We thank the reviewer for their positive comments and have updated the review references to include manuscripts from the Lendahl, Kopan, Kovall, Sprinzak, and Bray groups.

Refer to References 1, 3, 4, 5 and 22.

Point 2:

There are some typos through the manuscript that should be corrected.

Response:

We apologize for the oversight of these errors and have now corrected them within the document. 

Reviewer 3 Report

The review gives a broad overview of the NOTCH research field, and it really starts "for beginners" - at the absolute basics of NOTCH signaling. One may wonder if this is still necessary to the extent done here. Most of this is now available on multiple even web pages, molecular signaling websites, etc. However, figures 1 and 2 that go with this are very clear and self-explanatory. I actually consider this one of the best overviews of the complex signaling mechanism I have seen so far. Also, the level at which the subsequent proteolytic steps (S2 and S3) occur, followed by transcriptional activation (or rather de-repression), warrants the inclusion of this part. 

Similarly, the summary of embryonal effects for all of the possible loss of function mutations/knock-out is very detailed, but I have not seen it in this comprehensive form, which definitely provides a very good overview. Usually, the ligands are missing in such descriptive summaries. 

Nevertheless, all of this serves as a lengthy (although acceptable) prelude to the main topic of this review - the role of NOTCH signaling in the hematopoietic system. 

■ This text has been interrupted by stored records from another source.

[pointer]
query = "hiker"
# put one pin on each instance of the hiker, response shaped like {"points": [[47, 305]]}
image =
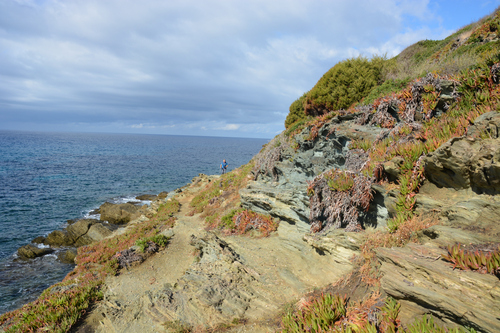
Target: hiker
{"points": [[223, 166]]}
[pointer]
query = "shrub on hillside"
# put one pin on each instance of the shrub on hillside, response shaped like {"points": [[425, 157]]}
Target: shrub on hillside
{"points": [[344, 84], [296, 112]]}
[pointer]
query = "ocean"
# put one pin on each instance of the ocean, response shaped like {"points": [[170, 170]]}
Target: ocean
{"points": [[49, 178]]}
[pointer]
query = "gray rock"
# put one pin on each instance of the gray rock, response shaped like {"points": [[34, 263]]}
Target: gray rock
{"points": [[99, 231], [58, 238], [463, 163], [414, 274], [118, 213], [78, 230], [67, 256], [146, 197]]}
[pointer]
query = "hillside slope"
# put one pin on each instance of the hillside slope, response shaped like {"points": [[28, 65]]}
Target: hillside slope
{"points": [[381, 216]]}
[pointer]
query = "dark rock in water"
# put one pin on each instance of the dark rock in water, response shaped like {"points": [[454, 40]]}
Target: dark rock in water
{"points": [[146, 197], [38, 240], [78, 230], [31, 251], [58, 238], [162, 195], [83, 232], [99, 231], [67, 256], [118, 213]]}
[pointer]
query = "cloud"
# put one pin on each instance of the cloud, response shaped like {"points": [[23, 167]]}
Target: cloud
{"points": [[229, 127], [126, 65]]}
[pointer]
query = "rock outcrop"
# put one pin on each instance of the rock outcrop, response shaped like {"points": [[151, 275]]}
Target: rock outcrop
{"points": [[460, 190], [284, 195], [31, 251], [118, 213]]}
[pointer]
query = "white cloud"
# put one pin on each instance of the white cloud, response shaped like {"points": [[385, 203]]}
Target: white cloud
{"points": [[149, 65], [229, 127]]}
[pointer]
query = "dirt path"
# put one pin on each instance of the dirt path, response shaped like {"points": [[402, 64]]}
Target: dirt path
{"points": [[285, 268]]}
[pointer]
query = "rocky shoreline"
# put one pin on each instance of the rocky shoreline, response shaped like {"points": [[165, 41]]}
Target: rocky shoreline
{"points": [[109, 217]]}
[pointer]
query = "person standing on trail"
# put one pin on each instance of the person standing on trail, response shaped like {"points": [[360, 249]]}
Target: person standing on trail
{"points": [[223, 166]]}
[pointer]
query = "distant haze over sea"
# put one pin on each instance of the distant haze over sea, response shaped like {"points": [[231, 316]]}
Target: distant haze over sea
{"points": [[48, 178]]}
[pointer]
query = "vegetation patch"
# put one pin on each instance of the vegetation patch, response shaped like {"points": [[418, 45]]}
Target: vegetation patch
{"points": [[478, 260], [336, 197], [334, 313], [345, 83], [62, 305], [221, 195]]}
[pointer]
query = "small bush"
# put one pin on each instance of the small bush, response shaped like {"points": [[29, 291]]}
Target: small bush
{"points": [[297, 112], [483, 262], [344, 84]]}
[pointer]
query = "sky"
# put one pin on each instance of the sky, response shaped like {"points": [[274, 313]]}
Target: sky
{"points": [[227, 68]]}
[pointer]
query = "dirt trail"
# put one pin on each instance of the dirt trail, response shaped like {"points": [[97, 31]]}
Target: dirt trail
{"points": [[285, 267]]}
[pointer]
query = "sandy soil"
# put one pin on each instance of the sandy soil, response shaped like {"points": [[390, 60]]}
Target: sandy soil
{"points": [[285, 267]]}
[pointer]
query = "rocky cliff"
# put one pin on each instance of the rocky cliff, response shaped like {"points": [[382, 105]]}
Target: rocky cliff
{"points": [[393, 201]]}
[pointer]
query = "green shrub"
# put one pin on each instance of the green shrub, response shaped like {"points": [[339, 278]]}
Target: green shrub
{"points": [[158, 239], [385, 89], [344, 84]]}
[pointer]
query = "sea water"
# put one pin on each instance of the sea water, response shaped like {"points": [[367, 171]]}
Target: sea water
{"points": [[49, 178]]}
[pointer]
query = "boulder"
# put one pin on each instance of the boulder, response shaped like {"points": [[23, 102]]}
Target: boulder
{"points": [[162, 195], [99, 231], [118, 213], [463, 163], [415, 276], [38, 240], [144, 197], [78, 230], [67, 256], [31, 251], [58, 238]]}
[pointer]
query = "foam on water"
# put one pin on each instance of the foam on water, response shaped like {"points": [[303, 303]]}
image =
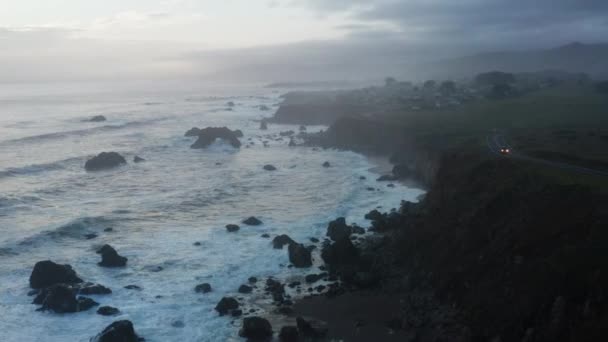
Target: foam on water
{"points": [[159, 208]]}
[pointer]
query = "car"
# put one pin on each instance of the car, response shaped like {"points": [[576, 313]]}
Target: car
{"points": [[505, 150]]}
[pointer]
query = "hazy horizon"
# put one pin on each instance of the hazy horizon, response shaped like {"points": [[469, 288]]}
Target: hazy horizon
{"points": [[273, 40]]}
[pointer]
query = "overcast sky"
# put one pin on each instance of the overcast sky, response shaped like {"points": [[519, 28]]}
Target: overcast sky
{"points": [[46, 39]]}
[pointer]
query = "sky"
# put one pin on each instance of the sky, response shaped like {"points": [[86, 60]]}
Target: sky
{"points": [[63, 39]]}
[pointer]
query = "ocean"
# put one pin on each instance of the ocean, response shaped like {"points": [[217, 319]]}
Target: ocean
{"points": [[158, 209]]}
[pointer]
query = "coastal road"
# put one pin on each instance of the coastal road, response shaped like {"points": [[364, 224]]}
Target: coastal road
{"points": [[496, 141]]}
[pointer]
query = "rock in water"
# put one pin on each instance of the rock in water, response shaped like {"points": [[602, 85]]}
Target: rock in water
{"points": [[193, 132], [299, 255], [203, 288], [289, 334], [108, 311], [279, 241], [232, 228], [119, 331], [256, 329], [338, 229], [98, 118], [226, 305], [47, 273], [252, 221], [110, 258], [104, 160], [208, 135], [61, 298]]}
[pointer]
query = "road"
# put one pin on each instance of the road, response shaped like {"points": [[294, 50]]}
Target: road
{"points": [[496, 141]]}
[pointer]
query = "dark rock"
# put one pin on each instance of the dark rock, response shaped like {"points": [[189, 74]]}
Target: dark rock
{"points": [[281, 240], [402, 171], [374, 215], [93, 289], [98, 118], [193, 132], [104, 160], [133, 287], [203, 288], [338, 229], [252, 221], [232, 228], [245, 289], [256, 329], [110, 258], [311, 328], [208, 135], [226, 305], [108, 311], [289, 334], [313, 278], [119, 331], [299, 255], [386, 178], [61, 298], [47, 273]]}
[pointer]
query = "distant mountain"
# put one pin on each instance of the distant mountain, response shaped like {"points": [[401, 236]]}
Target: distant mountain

Also figure 3 is a very clear summary of the (known) signaling mechanisms involving NOTCH during the hematopoietic differentiation. Again, this is one of the most clear graphics to explain this process I can recollect. However, not everything is clear to anon-experts in hematopoiesis, for example: what are B-1 B-cells? It may also be of interest to indicate in Fig. 3 which role NOTCH1 and NOTCH2 mutations may play in leukemia (T-ALL and B-CLL) - along with these cell fate decisions? And how do NOTCH mutations support continued proliferation?  That may be of interest to some readers. We are only returning to this area on page 9 of the review. 

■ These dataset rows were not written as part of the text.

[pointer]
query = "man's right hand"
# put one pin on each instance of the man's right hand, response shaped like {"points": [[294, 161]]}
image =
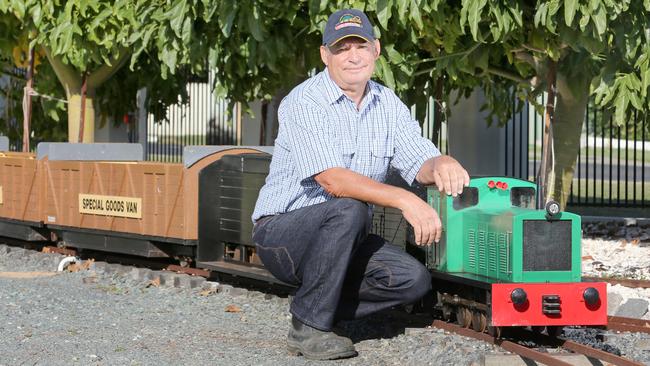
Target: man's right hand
{"points": [[424, 219]]}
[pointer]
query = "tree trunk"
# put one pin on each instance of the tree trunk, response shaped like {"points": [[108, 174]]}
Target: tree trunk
{"points": [[72, 79], [74, 117], [571, 103]]}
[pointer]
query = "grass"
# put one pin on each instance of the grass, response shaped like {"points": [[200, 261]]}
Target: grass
{"points": [[598, 153], [602, 191]]}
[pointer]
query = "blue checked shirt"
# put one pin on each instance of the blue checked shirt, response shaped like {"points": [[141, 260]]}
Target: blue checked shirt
{"points": [[321, 128]]}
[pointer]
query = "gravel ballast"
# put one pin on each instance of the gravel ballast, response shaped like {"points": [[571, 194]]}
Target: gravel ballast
{"points": [[119, 315], [104, 317]]}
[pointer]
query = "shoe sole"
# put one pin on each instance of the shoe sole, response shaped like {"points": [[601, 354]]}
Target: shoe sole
{"points": [[295, 350]]}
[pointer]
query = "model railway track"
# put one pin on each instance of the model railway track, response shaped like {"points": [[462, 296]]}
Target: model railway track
{"points": [[627, 282], [536, 355], [622, 324]]}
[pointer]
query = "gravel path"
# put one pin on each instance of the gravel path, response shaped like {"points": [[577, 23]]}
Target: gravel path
{"points": [[95, 317], [115, 315]]}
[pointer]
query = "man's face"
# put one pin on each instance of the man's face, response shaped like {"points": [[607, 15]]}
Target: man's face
{"points": [[351, 61]]}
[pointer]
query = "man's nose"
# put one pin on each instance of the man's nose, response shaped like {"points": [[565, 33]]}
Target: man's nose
{"points": [[355, 55]]}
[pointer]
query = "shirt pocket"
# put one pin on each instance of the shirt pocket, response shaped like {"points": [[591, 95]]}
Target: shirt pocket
{"points": [[381, 154], [347, 149]]}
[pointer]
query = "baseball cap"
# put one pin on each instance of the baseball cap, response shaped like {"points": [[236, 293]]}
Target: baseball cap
{"points": [[347, 23]]}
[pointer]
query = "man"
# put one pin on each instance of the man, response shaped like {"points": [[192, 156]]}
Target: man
{"points": [[339, 132]]}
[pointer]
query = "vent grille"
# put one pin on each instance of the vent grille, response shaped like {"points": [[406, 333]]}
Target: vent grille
{"points": [[547, 245], [504, 253], [471, 246]]}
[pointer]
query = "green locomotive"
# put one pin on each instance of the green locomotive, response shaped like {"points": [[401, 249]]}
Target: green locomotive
{"points": [[502, 262]]}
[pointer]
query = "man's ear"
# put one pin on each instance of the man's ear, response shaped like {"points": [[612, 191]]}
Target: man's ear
{"points": [[324, 53]]}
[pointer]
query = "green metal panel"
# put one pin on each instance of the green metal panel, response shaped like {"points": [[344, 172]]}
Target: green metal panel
{"points": [[483, 234]]}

To me, the most interesting part of the entire review only starts at page 10 (Bi-directional NOTCH signaling) and the role of the microenvironment (page 10/11). Even more interesting (and novel) is the area we are starting at page 11 (non-canonical pathways); this is also where some speculation enters the scene - but it is well dosed. And we are also gradually leaving the original hematopoietic field. 

These findings in the last few pages are rather complex and a bit more difficult to understand compared to the rest. I wonder if an additional table, or a graphical explanation, might be helpful there? 

From there on, the review really delves deeply into the field of B-cell development and differentiation (of which I am not a great expert). But many highly relevant findings are referenced here, and this provides a very comprehensive overview of the entire field; usually utilizing more recent publications. 

The survey of NOTCH-linked inherited diseases again provides a good overview of the most important of these diseases. 

Altogether, I find this is a rather informative, and comprehensive review, nevertheless quite easy to read and understand. I wouldn't suggest many changes prior to publication. 

Author Response

Response to Reviewer 3 Comments:

Point 1:

These findings in the last few pages are rather complex and a bit more difficult to understand compared to the rest. I wonder if an additional table, or a graphical explanation, might be helpful there?

Response:

We thank the reviewer for the comments regarding the latter sections of the manuscript. We have included a new graphical illustration to explain the concepts described therein. Figure 2B has been moved to Figure 4 (from lines 373 to 381) which in addition to cis-inhibition, also elucidates bi-directional and lateral induction of Notch signaling.

Point 2:

It may also be of interest to indicate in Fig. 3 which role NOTCH1 and NOTCH2 mutations may play in leukemia (T-ALL and B-CLL) - along with these cell fate decisions?

Response:

We have modified Figure 3 (Lines 167-183) to illustrate the contribution of Notch mutations to their respective hematological malignancies.